SITI Company’s staging of Hanjo, featured in the NOH-NOW series at the Japan Society last week, also follows the rule of three: director Leon Ingulsrud has created a triptych of Hanjo’s, where the play is performed three times in a single sitting by a trio of actors (Akiko Aizawa, Gian-Murray Gianino and Stephen Duff Webber) who trade roles each time. They alternate as Hanako, the young woman, Yoshio, her errant lover, and Jitsuko – Mishima’s invention – a middle aged painter who is fascinated by the younger woman’s tragic beauty and madness, and whose intention to keep Hanako drives the play’s action.
The story, here in a new translation by Ingulsrud, is structured equally in three parts: Jutsiko’s description of Hanako and her tireless wait (earning her a story in the local paper as the “mad girl at the train station,” where she inspects every man arriving in town), Hanako’s declaration of fidelity to the absent Yoshio, which makes her rebuff Jutsiko’s advances and Yoshio’s final, failed plea to win Hanako back. Why? Her wait has consumed her to the point that it has supplanted Yoshio himself as her reason for being. In sum, everyone loses.
Aizawa, Gianino and Webber form an unremarkable trio at first, Gianino playing Jutsiko, Aizawa as Hanako and Webber in the role of Yoshio, except for two things. First, Aizawa performs in Japanese without surtitles – an impediment to understanding her arguments until the story’s second and third iterations, when Hanako’s role is delivered in English by first Webber and then Gianino (by the same token, when Aizawa plays the other roles, we have already heard her character’s lines in English). Is language necessary in love or anger? So thick is the tension between these characters, we read their intentions plainly in their physical cues and tone. Second, Jutsiko is first played by Gianino, and the character’s dialogue, describing the desire aroused by the sight of Hanako’s naked body, reenforces the interpretation that the painter is a man. However, Mishima’s Jutsiko is a woman, and the nature of her relationship with the young Hanako – whose mysteries are never fully revealed by Mishima – is allowed to retain its ambiguities by way of the double casting.

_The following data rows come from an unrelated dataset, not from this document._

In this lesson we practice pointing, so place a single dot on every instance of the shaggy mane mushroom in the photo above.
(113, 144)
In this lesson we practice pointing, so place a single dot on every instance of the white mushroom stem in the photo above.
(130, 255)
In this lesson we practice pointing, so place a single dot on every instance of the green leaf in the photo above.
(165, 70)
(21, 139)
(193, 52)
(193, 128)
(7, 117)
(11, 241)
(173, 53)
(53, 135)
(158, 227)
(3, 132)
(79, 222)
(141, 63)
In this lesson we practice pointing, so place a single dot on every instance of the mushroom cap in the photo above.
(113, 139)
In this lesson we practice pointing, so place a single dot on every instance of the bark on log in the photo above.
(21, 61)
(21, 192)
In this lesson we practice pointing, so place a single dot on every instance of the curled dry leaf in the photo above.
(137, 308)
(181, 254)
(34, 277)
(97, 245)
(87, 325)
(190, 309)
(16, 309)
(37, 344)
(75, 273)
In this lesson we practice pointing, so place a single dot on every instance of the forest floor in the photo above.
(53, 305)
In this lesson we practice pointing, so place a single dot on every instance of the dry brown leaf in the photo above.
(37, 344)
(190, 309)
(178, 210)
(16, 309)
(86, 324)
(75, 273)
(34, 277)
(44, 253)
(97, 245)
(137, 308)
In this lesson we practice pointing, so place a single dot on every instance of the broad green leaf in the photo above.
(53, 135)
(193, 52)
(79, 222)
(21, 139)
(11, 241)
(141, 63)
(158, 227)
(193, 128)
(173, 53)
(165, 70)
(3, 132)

Under Ingulsrud’s direction, the trio performs these roles with an economy of movement, punctuated by hints of the stylized conventions of the noh genre, such as a fan dance performed by Hanako. Similarly, a bare black stage with only three chairs and a violinist (Christian Frederickson) for musical accompaniment is both an evocation and a minimalist interpretation of the noh stage and its hayashi ensemble. Here also, a precise detail or gesture, such as a pair of scissors slicing the empty air while paper scraps flutter like snow to the ground can evoke three things at once: Jitsuko’s rage upon reading the newspaper article that will undoubtedly bring Yoshio to Hanako, the winter scene on the fan that he gave her as a pledge of his love and the moon night flower on the fan that Hanako gave Yoshio. Poetry in motion.

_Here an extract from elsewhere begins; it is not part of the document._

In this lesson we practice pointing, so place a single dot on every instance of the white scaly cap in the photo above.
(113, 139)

Mishima’s Hanjo is a perfectly balanced tale of desire and loss, reality and illusion, set in post-war Japan. However, Mishima’s modernizations of noh were inspired by the genre’s universal themes, not its conventions. Ingulsrud, on the other hand, seems more concerned with the latter, giving us a timeless story rather than a story for its times, as Mishima imagined it. Everything that comes in threes is perfection, or so a Latin maxim goes, and SITI Company’s Hanjo, developed over ten years, is like a perfectly cut jewel, precisely proportioned and polished. But like Hanako and her idealized image of a long-ago lover, it reveals more about the artist who created it than the living, breathing person who wears it.